Mädchen mit homozygoter Mutation der IL-2 induzierbaren T-Zell-Kinase entwickeln eine EBV-assoziierte Lymphoproliferation

Die Erstinfektion mit dem Epstein-Barr-Virus (EBV) kann unter dem Bild eines Pfeiffer´schen Drüsenfiebers verlaufen, mit den uncharakteristischen Symptomen eines viralen Infektes einhergehen oder völlig asymptomatisch erfolgen. Über 90% der erwachsenen Weltbevölkerung sind mit dem Epstein-Barr-Virus infiziert und beherbergen das Virus lebenslang asymptomatisch in ihren B-Lymphozyten, einer Untergruppe der weißen Blutzellen. Voraussetzung dafür ist ein intaktes Immunsystem mit regelrechter, fein abgestimmter Immunantwort gegenüber EBV. Insbesondere bei Patienten mit angeborenem Immundefekt mit beeinträchtigter T-Lymphozyten-Funktion sowie unter Therapie mit immunsuppressiven Medikamenten oder nach Knochenmarktransplantation ist EBV jedoch als Auslöser von schwerwiegenden Erkrankungen des blutbildenden Systems, sog. lymphoproliferativen Erkrankungen und Lymphomen, bekannt. Selten fallen auch zuvor scheinbar gesunde Kinder durch eine schwere Immundysregulation nach EBV-Infektion auf mit der Folge einer EBV-positiven Lymphoproliferation (z.B. atypische B-Zell-Proliferationen, lymphomatoide Granulomatose, Hodgkin- und Non-Hodgkin-Lymphome). Eine gut charakterisierte genetische Immundefekt-Erkrankung mit selektiver Abwehrschwäche gegenüber EBV ist die „X-linked lymphoproliferative disease“ (XLP), die ohne Knochenmarktransplantation meist tödlich verläuft. Sie wird in der Mehrzahl der Fälle durch Defekte in einem von zwei auf dem X-Chromosom lokalisierten Genen (SAP und XIAP) ausgelöst, so dass in der Regel nur männliche Patienten erkranken.

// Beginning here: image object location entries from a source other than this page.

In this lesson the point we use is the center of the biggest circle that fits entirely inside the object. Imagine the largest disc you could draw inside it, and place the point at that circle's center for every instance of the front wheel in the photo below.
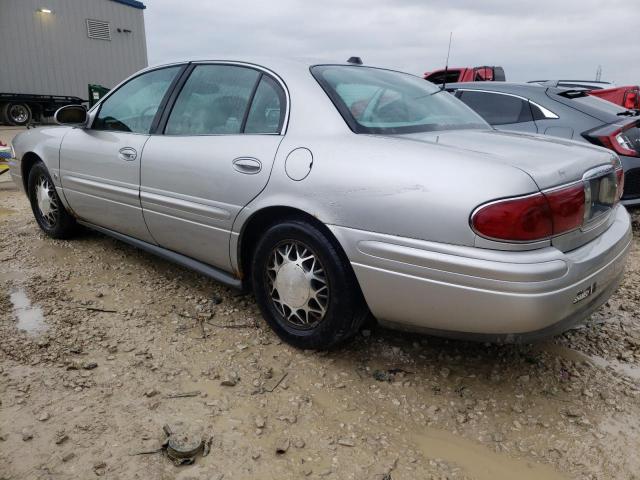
(305, 287)
(47, 208)
(17, 113)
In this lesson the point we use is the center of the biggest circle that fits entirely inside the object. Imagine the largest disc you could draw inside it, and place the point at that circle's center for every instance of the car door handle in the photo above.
(247, 165)
(127, 154)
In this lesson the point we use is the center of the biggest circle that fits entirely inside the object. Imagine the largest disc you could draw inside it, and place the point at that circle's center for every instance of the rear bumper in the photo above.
(485, 294)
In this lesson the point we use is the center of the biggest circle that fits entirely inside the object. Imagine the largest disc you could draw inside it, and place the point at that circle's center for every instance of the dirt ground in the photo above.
(98, 340)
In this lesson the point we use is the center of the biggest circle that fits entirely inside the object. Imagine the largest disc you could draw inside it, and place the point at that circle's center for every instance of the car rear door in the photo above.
(100, 166)
(213, 155)
(501, 110)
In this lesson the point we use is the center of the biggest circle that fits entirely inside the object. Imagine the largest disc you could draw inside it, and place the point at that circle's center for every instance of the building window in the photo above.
(98, 29)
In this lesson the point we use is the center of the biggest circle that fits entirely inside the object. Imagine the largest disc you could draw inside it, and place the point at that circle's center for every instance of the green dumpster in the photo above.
(96, 92)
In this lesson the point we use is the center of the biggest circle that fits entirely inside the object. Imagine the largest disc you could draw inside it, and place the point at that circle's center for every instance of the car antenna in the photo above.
(446, 66)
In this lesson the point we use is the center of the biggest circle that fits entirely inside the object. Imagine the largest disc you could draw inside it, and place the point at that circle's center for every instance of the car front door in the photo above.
(502, 111)
(100, 166)
(214, 155)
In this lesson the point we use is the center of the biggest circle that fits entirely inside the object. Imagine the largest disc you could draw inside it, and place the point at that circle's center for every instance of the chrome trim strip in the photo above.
(188, 262)
(183, 205)
(119, 191)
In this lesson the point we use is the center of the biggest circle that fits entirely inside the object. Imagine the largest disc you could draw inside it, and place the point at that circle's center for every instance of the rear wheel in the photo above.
(305, 288)
(47, 208)
(17, 113)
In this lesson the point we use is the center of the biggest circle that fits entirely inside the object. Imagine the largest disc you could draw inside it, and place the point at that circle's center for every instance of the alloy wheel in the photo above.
(47, 201)
(18, 114)
(297, 283)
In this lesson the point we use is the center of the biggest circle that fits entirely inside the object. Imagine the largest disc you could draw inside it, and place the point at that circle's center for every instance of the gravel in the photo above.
(113, 327)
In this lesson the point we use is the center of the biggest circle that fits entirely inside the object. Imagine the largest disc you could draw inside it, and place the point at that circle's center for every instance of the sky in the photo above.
(546, 39)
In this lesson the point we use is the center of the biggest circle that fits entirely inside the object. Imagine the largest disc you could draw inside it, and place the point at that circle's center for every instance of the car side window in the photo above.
(134, 105)
(498, 109)
(267, 111)
(213, 101)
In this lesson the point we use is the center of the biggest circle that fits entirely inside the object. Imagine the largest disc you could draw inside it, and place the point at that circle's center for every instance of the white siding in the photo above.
(52, 54)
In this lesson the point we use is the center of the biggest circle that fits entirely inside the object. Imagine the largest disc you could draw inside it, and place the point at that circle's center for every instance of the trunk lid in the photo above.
(548, 160)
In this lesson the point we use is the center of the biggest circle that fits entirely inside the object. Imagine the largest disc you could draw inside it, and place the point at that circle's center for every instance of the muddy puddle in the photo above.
(6, 211)
(30, 318)
(478, 460)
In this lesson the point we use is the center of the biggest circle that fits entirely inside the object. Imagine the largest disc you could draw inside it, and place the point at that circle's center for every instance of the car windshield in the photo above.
(373, 100)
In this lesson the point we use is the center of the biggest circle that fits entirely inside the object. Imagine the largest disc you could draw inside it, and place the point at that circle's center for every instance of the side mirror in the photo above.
(71, 115)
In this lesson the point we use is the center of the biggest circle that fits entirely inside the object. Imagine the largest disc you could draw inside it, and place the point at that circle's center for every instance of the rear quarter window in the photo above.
(498, 109)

In unserer Klinik wurden 2 Schwestern behandelt, die unter einer XLP–ähnlichen Erkrankung litten und im Verlauf beide an der EBV-assoziierten Lymphoproliferation verstarben. Dies legte den Verdacht auf eine autosomal-rezessive genetische Erkrankung in der Familie nahe. Mittels einer genomweiten Kopplungs-Analyse – einem molekulargenetischen Verfahren zur Lokalisation krankheitsauslösender Gene- an insgesamt 8 Familienmitgliedern und anschließender Untersuchung möglicher Kandidatengene konnten wir bei beiden betroffenen Schwestern eine Veränderung – eine homozygote Mutation - im Gen für die IL-2 induzierbare T-Zell-Kinase (ITK) auf Chromosom 5 identifizieren. Die Mutation führt zum Austausch einer Aminosäure in der SH2-Domäne des ITK-Proteins. Wir fanden Hinweise darauf, dass das so veränderte Protein instabil und damit nicht funktionsfähig. Aus Mausmodellen ist bekannt, das ITK essentiell ist für eine regelrechte Differenzierung und Funktion verschiedener T-Zell-Untergruppen. ITK ist Teil einer Signalkaskade, die in Gang gesetzt wird, wenn die T-Zelle über ihren T-Zell-Rezeptor stimuliert wird. Ein unmittelbares Resultat dieser Kaskade ist die Freisetzung von Calcium in der T-Zelle. Die Calcium-Freisetzung aus dem endoplasmatischen Retikulum nach T-Zell-Rezeptorstimulation ist bei den Schwestern deutlich eingeschränkt. In Analogie zum ITK-defizienten Mausmodell zeigen die Patienten charakteristische Verschiebungen im T-Zell-Untergruppenprofil. Der ITK-Defekt stellt somit einen neuen autosomal-rezessiv vererbten Immundefekt mit T-Zell-Funktionsstörung und Prädisposition für eine Immundysregulation nach EBV-Infektion dar. Im Augenblick arbeiten wir an der Identifizierung weiterer Patienten mit diesem seltenen Krankheitsbild, um die Erkrankung sowohl klinisch als auch immunologisch anhand einer größeren Patientengruppe weiter charakterisieren zu können.